1. What are the disadvantages of TPU?

Although TPU (thermoplastic polyurethane) has many excellent properties, such as good elasticity, wear resistance, oil resistance, etc., it also has some disadvantages. For example, TPU has a narrow processing temperature range, which makes it easy to stick to the mold during processing, and has high requirements for processing equipment. In addition, TPU has relatively poor hydrolysis resistance, and prolonged exposure to water or moisture may cause its performance to deteriorate.

2.Is TPE 83A softer than TPU 95A?

Yes, TPE 83A is softer than TPU 95A. Hardness is an important property indicator of a material and is often used to express the ability of a material to resist compression set. In terms of hardness, a lower number means that the material is softer, and a higher number means that the material is harder. Therefore, the hardness of TPE 83A is lower than that of TPU 95A, so TPE 83A is relatively soft.

3. What are the benefits of TPE filament?

TPE filaments offer a variety of advantages. First of all, TPE filament yarn has good elasticity and flexibility, which can adapt to various complex shapes and bending requirements.
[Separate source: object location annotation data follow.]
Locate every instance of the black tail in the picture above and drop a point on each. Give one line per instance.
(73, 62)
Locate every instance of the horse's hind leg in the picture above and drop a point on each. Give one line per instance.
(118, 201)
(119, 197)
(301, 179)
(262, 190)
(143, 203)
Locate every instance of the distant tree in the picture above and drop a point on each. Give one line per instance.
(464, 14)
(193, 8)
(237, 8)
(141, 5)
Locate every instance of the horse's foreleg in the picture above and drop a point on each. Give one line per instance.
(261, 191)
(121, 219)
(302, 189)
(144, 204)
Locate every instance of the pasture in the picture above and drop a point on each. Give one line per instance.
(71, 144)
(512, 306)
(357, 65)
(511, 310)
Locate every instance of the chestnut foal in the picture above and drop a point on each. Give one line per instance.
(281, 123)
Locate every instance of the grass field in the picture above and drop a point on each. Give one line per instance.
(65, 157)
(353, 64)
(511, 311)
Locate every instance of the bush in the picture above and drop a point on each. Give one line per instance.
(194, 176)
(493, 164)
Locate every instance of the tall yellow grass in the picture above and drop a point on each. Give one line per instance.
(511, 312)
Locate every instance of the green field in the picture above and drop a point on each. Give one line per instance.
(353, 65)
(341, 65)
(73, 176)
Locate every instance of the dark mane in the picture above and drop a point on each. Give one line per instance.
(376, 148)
Secondly, TPE filament yarn has excellent processing properties and can be made into various products through extrusion, injection molding and other processing processes. In addition, TPE filament yarn also has the characteristics of environmental protection, non-toxicity and tastelessness, which meets the needs of modern people for environmentally friendly materials.

4. Does TPE decompose?

TPEs (thermoplastic elastomers) can decompose under certain conditions. Although TPEs are thermoplastic and can be processed and used repeatedly, under the action of environmental factors such as high temperature, oxygen, and ultraviolet rays, the molecular chain of TPEs may break, resulting in a decrease in its properties or even decomposition. Therefore, when using and storing TPE materials, care needs to be taken to avoid prolonged exposure to high temperatures or strong ultraviolet rays to prolong their service life.